Learn more about the significance of water in Noongar culture.

Kep the puppy

Keeping Kep safe

Safety is always our first priority and Kep’s well-being is no exception. Kep is accompanied by her qualified handler, Andrew, who is trained in animal ethics and care. Andrew ensures Kep is always feeling her best and gets plenty of water, nourishment and rest breaks. She is also highly obedience trained, so she can listen to Andrew’s cues and keep safe at all times.

Before she gets to work at a new site, Andrew performs an inspection and assessment of the area that she'll be scanning (or sniffing!) to determine if there are any risks or harmful vegetation in that area. If the area presents an issue, Kep won't work until it's safe to do so, or we'll utilise alternative leak detection methods instead. She is also thoroughly checked over between each working run she does to ensure her health.

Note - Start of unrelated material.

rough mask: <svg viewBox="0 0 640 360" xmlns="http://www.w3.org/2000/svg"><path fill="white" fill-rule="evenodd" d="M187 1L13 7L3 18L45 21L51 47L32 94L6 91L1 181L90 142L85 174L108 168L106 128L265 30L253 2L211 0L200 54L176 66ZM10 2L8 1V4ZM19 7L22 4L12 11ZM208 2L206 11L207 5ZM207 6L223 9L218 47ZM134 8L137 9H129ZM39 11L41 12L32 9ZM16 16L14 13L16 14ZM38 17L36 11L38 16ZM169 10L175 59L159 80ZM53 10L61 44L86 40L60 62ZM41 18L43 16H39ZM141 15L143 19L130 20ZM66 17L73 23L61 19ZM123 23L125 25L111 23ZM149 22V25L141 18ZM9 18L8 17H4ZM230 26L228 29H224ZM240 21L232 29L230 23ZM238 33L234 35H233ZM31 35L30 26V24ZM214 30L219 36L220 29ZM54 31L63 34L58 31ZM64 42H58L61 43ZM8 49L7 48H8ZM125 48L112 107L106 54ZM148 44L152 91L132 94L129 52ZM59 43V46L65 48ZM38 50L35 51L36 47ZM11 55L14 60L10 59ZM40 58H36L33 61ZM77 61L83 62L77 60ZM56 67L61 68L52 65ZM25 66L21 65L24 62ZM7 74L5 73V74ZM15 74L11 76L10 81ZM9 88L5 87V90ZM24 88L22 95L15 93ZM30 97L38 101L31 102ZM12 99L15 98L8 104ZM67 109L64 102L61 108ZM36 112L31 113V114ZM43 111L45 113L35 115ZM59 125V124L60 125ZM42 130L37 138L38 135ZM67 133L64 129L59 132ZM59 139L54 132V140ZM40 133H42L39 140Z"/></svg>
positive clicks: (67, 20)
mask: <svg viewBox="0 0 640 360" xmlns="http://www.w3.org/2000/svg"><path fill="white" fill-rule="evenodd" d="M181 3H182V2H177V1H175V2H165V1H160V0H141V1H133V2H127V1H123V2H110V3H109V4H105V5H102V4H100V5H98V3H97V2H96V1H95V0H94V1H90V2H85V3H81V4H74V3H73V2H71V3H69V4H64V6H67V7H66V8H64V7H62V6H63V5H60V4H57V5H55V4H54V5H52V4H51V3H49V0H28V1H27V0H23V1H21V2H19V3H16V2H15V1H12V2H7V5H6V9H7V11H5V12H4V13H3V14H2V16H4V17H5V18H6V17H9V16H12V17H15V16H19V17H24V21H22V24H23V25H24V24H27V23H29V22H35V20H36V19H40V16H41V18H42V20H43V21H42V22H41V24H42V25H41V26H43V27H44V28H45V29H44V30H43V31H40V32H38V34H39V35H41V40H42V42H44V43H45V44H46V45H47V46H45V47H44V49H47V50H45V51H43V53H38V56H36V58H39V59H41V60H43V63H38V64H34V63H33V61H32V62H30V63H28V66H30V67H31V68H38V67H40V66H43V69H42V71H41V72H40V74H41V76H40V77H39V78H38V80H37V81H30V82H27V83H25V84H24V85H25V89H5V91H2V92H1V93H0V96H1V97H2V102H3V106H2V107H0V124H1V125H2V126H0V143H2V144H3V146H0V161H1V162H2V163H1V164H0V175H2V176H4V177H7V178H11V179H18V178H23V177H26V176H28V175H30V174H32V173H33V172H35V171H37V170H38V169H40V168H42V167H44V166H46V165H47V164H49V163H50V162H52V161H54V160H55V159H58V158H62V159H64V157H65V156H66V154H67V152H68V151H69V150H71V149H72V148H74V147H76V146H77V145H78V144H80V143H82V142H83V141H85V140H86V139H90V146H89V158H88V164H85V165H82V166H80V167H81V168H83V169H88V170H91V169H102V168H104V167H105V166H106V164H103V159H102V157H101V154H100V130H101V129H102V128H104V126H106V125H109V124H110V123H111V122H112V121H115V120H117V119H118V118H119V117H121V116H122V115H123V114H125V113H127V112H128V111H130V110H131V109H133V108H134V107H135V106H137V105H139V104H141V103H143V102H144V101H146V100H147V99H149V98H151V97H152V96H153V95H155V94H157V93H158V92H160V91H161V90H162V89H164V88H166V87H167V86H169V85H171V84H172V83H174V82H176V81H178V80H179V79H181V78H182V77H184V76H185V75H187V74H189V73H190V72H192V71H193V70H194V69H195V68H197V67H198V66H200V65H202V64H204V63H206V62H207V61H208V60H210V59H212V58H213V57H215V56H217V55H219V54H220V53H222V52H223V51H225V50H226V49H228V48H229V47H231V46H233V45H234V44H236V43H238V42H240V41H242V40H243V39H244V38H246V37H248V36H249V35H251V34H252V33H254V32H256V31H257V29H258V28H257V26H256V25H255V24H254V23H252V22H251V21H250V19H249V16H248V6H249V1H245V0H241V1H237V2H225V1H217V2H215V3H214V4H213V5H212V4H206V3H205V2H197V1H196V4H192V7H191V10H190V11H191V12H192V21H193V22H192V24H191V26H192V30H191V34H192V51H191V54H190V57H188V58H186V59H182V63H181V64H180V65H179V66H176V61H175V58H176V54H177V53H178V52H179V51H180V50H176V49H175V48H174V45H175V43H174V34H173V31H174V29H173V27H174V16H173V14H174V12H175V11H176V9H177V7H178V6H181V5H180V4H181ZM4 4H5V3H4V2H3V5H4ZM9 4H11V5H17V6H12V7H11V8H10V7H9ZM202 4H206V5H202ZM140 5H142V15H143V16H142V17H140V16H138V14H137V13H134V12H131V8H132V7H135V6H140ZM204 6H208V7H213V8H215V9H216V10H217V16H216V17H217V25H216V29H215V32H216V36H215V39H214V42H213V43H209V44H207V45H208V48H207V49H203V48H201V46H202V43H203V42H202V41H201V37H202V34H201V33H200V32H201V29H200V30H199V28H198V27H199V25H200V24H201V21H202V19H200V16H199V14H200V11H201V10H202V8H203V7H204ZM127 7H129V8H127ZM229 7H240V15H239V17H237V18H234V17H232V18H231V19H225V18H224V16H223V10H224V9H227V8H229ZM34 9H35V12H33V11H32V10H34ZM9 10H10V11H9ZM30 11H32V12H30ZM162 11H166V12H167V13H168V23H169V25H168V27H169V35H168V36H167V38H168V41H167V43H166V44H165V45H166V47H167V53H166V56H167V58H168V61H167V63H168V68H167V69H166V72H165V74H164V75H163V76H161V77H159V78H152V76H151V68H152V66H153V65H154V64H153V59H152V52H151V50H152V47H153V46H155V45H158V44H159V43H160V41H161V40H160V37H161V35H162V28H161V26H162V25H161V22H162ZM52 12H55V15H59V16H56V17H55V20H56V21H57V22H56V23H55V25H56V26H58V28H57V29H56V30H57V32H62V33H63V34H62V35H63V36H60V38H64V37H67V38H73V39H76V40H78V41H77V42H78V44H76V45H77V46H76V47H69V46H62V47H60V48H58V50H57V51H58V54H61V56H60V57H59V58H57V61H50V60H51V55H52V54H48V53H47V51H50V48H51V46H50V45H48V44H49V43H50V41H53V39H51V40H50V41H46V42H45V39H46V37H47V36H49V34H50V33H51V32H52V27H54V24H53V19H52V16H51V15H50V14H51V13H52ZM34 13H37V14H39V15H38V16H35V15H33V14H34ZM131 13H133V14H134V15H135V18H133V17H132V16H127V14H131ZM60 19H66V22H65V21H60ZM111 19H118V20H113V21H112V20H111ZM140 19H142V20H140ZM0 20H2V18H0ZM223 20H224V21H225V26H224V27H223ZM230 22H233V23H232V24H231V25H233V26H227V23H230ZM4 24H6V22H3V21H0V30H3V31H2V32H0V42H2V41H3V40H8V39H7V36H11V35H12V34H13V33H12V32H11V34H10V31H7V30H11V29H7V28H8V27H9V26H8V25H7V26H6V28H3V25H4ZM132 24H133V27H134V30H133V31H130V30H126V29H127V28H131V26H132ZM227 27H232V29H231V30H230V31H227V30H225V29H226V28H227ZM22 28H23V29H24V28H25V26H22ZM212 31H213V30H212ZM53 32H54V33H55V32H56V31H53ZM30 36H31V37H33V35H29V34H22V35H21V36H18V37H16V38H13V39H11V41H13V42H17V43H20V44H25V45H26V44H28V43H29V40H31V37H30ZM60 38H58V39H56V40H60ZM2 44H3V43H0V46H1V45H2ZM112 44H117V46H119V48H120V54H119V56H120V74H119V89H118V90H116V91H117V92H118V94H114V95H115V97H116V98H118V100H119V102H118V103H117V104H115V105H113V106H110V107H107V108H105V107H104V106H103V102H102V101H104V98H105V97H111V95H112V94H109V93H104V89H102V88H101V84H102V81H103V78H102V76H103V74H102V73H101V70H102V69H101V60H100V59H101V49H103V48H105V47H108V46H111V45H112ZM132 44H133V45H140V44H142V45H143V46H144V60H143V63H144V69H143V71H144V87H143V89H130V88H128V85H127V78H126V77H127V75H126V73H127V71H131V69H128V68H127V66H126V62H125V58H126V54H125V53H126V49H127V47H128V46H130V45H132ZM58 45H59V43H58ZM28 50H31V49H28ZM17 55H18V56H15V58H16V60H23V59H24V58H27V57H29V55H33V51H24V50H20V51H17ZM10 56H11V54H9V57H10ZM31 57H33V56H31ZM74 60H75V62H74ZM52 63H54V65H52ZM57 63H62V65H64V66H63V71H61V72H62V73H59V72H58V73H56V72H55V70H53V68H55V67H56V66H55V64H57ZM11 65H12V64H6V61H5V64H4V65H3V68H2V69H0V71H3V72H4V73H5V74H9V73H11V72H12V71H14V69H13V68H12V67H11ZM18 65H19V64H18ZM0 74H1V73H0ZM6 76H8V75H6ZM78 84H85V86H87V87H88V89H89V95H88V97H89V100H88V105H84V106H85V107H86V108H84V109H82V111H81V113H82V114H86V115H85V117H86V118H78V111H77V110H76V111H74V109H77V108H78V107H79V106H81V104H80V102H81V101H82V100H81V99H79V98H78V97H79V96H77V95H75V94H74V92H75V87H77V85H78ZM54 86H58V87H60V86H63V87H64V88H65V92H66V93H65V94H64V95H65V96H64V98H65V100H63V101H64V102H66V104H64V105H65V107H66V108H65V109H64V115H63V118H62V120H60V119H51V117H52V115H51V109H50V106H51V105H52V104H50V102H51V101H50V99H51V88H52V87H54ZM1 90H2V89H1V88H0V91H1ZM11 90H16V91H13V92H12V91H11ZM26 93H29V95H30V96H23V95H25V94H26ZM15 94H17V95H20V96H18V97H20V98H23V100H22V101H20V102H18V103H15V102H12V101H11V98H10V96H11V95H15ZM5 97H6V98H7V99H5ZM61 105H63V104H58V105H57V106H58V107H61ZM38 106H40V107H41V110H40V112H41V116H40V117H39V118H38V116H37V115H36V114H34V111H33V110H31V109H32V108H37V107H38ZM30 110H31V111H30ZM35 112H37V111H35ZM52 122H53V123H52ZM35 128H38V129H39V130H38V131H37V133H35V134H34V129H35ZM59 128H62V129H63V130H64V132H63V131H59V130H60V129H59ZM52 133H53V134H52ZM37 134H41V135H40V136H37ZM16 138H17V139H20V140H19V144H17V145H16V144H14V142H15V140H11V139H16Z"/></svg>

Kep has been trained to keep at least 5m away from snakes and can sense them coming much sooner than a human.

Paw-some work!

Interestingly, a dog’s paws (and more specifically paw pads) help with stability, so it's in Kep's best interests to be barefoot to prevent unnecessary harm that shoes may cause when she's leaping and bounding on the hunt for the scent.

Out of hours

Kep’s care is more than just a 9-5 job. She’s not only part of Water Corporation but very much a part of Andrew’s family too, to make sure she is provided the care she requires. Kep gets fun time as well as work and training time, regular check-ups and rest.